Esa mañana en el colegio nadie prestó atención a la lección, y cuando doña
Nati, la profesora, no estaba atenta, todos comentábamos por lo bajinis temas
relacionados con el film.
-
Esta
noche a las diez.
-
Sí,
por fin…
Por la
tarde los nervios fueron en aumento. Estábamos tan excitados que doña Nati tuvo
que regañarnos en varias ocasiones. Incluso amenazó con un examen sorpresa si no
nos tranquilizábamos. Ni con esas logramos calmar las ansias. En un momento
dado, el Moto, empezó a imitar a un gorila. Al Moto siempre se le dieron bien
las imitaciones. Y claro, aquello fue un cachondeo. Doña Nati, que no se había
enterado de nada por estar cara a la pizarra, volvió a sacar el tema del
examen, pero la hora de la salida de clase estaba próxima y todo quedó en agua
de borrajas.
De camino a
casa vi a mi padre entrando en una taberna. No me gustó verle entrar en aquel
antro. Tuve un mal presentimiento, no obstante, aparté los malos pensamientos y
seguí andando. En casa esperaba mi madre, rodeada de montones de pantalones a
medio hacer. Toda una prisión con muros de tela vaquera. Ella cosía a destajo
para una empresa textil y apenas le quedaba un segundo libre. Aun así, conseguía
sacar tiempo para nosotros y para atender la casa.
-
Haz tú la merienda, que voy muy retrasada.
Preparé un
par de bocadillos y salí al jardín para merendar en compañía de mi hermana.
-
Sabes
que King Kong se traga diez negros todos los días para desayunar.
-
No
quiero saber nada de ese mono estúpido…
Solo
quedaban cuatro horas para la película. Quise alegrarme, sin embargo, no me
hacía gracia que mi padre estuviera por ahí bebiendo. El alcohol sacaba lo peor que había en él. Cuando venía borracho se creaba tal tensión que se podía palpar el miedo
dentro de la casa.
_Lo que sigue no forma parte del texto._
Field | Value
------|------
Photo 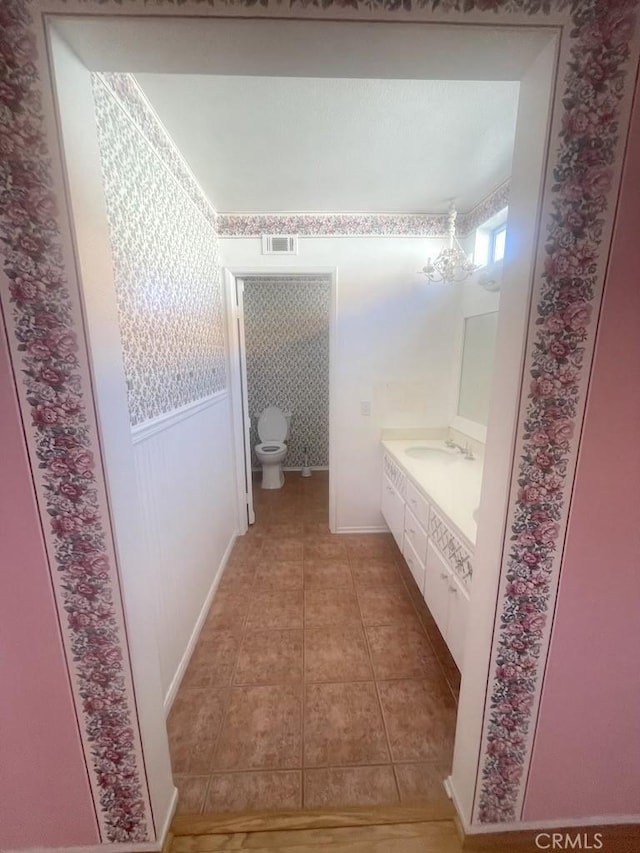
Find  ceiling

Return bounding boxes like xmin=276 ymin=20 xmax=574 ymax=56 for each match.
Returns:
xmin=136 ymin=73 xmax=519 ymax=213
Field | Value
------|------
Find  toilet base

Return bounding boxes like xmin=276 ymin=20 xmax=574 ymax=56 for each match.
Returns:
xmin=262 ymin=463 xmax=284 ymax=489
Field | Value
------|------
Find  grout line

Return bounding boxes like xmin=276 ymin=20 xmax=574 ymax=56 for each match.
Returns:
xmin=205 ymin=532 xmax=264 ymax=784
xmin=349 ymin=557 xmax=400 ymax=802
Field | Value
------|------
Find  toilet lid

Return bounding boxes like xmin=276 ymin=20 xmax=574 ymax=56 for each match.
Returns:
xmin=258 ymin=406 xmax=287 ymax=442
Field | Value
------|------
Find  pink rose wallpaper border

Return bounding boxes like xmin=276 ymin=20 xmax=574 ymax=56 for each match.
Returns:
xmin=0 ymin=0 xmax=637 ymax=842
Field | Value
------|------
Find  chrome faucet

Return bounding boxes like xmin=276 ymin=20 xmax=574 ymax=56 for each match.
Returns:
xmin=445 ymin=438 xmax=475 ymax=459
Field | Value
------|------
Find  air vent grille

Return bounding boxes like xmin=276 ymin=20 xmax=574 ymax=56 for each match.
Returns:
xmin=262 ymin=234 xmax=298 ymax=255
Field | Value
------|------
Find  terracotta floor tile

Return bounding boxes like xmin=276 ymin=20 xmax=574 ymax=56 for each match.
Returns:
xmin=247 ymin=589 xmax=303 ymax=629
xmin=366 ymin=621 xmax=441 ymax=679
xmin=173 ymin=774 xmax=209 ymax=814
xmin=168 ymin=472 xmax=459 ymax=813
xmin=303 ymin=513 xmax=330 ymax=537
xmin=347 ymin=533 xmax=398 ymax=559
xmin=181 ymin=631 xmax=240 ymax=688
xmin=304 ymin=534 xmax=347 ymax=560
xmin=211 ymin=684 xmax=302 ymax=771
xmin=255 ymin=560 xmax=302 ymax=589
xmin=304 ymin=559 xmax=353 ymax=589
xmin=301 ymin=507 xmax=329 ymax=528
xmin=266 ymin=516 xmax=304 ymax=541
xmin=378 ymin=677 xmax=456 ymax=762
xmin=304 ymin=589 xmax=360 ymax=627
xmin=167 ymin=687 xmax=229 ymax=776
xmin=202 ymin=590 xmax=250 ymax=635
xmin=304 ymin=682 xmax=389 ymax=767
xmin=205 ymin=770 xmax=302 ymax=812
xmin=304 ymin=764 xmax=398 ymax=809
xmin=217 ymin=561 xmax=257 ymax=593
xmin=262 ymin=537 xmax=304 ymax=562
xmin=349 ymin=558 xmax=404 ymax=589
xmin=304 ymin=623 xmax=373 ymax=681
xmin=395 ymin=762 xmax=451 ymax=803
xmin=358 ymin=586 xmax=418 ymax=626
xmin=234 ymin=630 xmax=302 ymax=684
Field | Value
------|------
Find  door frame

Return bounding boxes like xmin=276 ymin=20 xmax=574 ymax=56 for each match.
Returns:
xmin=223 ymin=266 xmax=338 ymax=535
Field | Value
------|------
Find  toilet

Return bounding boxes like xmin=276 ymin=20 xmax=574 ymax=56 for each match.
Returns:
xmin=255 ymin=406 xmax=291 ymax=489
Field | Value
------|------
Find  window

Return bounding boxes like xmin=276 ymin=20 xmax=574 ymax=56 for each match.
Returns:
xmin=490 ymin=223 xmax=507 ymax=263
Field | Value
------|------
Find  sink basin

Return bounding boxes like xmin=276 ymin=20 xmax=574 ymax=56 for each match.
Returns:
xmin=405 ymin=447 xmax=458 ymax=462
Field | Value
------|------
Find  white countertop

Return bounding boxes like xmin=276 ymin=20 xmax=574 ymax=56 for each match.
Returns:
xmin=382 ymin=439 xmax=483 ymax=546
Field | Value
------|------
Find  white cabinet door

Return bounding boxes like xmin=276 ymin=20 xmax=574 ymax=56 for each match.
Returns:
xmin=382 ymin=474 xmax=404 ymax=550
xmin=424 ymin=542 xmax=451 ymax=638
xmin=446 ymin=572 xmax=469 ymax=672
xmin=402 ymin=530 xmax=424 ymax=592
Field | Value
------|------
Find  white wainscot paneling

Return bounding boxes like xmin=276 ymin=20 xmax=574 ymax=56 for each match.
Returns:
xmin=133 ymin=392 xmax=238 ymax=712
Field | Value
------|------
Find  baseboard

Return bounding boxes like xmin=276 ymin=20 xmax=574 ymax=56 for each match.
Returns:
xmin=334 ymin=526 xmax=389 ymax=533
xmin=7 ymin=841 xmax=162 ymax=853
xmin=158 ymin=788 xmax=180 ymax=853
xmin=164 ymin=531 xmax=238 ymax=717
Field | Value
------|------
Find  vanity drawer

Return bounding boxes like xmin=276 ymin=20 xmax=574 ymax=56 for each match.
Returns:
xmin=404 ymin=506 xmax=427 ymax=563
xmin=382 ymin=453 xmax=407 ymax=498
xmin=402 ymin=534 xmax=425 ymax=592
xmin=405 ymin=480 xmax=429 ymax=530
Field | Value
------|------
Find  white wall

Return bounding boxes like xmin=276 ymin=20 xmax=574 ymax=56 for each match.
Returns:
xmin=134 ymin=391 xmax=237 ymax=710
xmin=220 ymin=237 xmax=459 ymax=530
xmin=51 ymin=33 xmax=237 ymax=837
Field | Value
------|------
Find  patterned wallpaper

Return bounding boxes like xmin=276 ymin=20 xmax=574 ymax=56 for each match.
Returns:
xmin=93 ymin=74 xmax=227 ymax=425
xmin=244 ymin=276 xmax=331 ymax=467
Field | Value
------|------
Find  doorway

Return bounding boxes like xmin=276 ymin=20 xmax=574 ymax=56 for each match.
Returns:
xmin=48 ymin=11 xmax=560 ymax=840
xmin=226 ymin=269 xmax=336 ymax=532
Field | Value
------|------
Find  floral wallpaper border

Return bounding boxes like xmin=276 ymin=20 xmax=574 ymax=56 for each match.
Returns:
xmin=217 ymin=181 xmax=510 ymax=237
xmin=0 ymin=0 xmax=637 ymax=842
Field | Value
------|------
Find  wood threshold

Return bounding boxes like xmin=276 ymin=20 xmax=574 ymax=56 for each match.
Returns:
xmin=171 ymin=802 xmax=455 ymax=838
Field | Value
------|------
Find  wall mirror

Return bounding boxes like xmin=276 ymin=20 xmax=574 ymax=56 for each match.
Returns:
xmin=456 ymin=311 xmax=498 ymax=440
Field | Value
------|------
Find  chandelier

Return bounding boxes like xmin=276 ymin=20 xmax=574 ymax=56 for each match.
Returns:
xmin=421 ymin=202 xmax=478 ymax=284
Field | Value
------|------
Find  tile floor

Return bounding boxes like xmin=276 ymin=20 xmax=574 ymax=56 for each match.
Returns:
xmin=168 ymin=472 xmax=459 ymax=813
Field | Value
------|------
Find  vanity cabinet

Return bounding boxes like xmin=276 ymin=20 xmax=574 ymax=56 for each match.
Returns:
xmin=424 ymin=543 xmax=469 ymax=671
xmin=382 ymin=453 xmax=472 ymax=670
xmin=382 ymin=476 xmax=404 ymax=549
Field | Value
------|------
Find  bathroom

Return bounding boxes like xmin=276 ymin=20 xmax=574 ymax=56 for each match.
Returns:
xmin=47 ymin=13 xmax=546 ymax=828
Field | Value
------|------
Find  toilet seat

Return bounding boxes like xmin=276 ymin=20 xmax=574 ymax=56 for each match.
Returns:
xmin=256 ymin=441 xmax=287 ymax=454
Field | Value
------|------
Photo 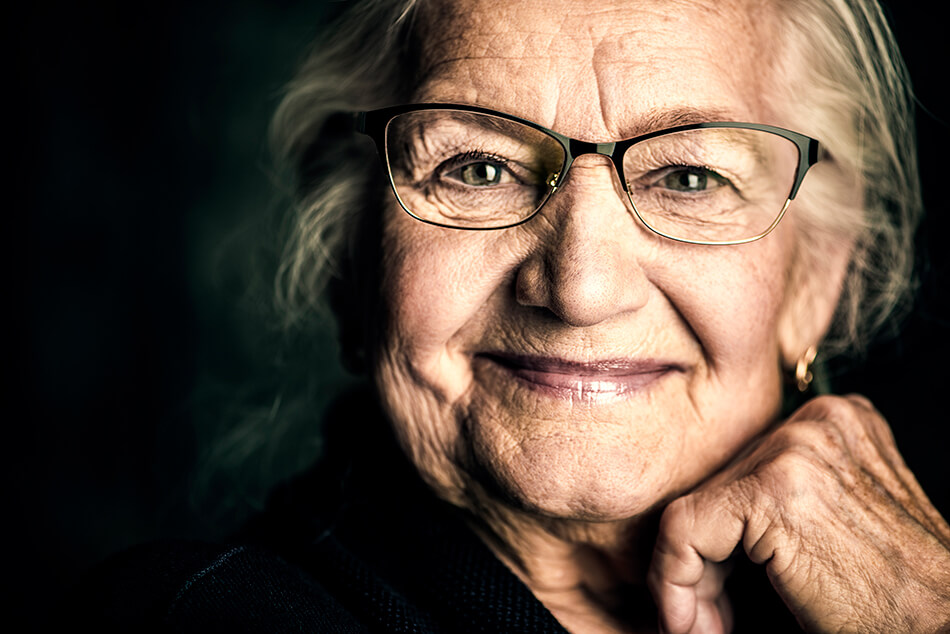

Recé para que esa noche no llegase en tales condiciones.
A las ocho
y media en punto mi madre tenía la cena puesta sobre la mesa. Ni rastro de mi
padre.
-
¿Dónde está papá? –quiso saber mi hermana.
Mi madre no
dijo nada. Se notaba que estaba preocupada. Aguardamos unos minutos por si aparecía.
Viendo que se retrasaba optamos por cenar sin él. Comimos en silencio, mirando
a la puerta cada vez que oíamos un ruido que venía de fuera.
Acabamos y recogimos
la mesa. Mi padre seguía sin dar señales de vida. Mientras mi madre fregaba la
vajilla, yo fui a acostar a mi hermana.
-
Cuéntame un cuento, pero uno en el que no salgan
gorilas.
La idea de
atemorizar a mi hermanita con historias lúgubres y sangrientas era muy
seductora, no obstante me reprimí. No quería que en medio de la película
apareciese por el salón alegando que había tenido una pesadilla. Puestos a
contar un cuento opté por un clásico: El patito feo.
Cuando mi
hermana se quedó dormida regresé al salón. Mi madre había tomado asiento junto
a la pila de pantalones y cosía a la vera del flexo. Miré el reloj que había encima
de la estantería. Faltaba media hora para que diese comienzo la película.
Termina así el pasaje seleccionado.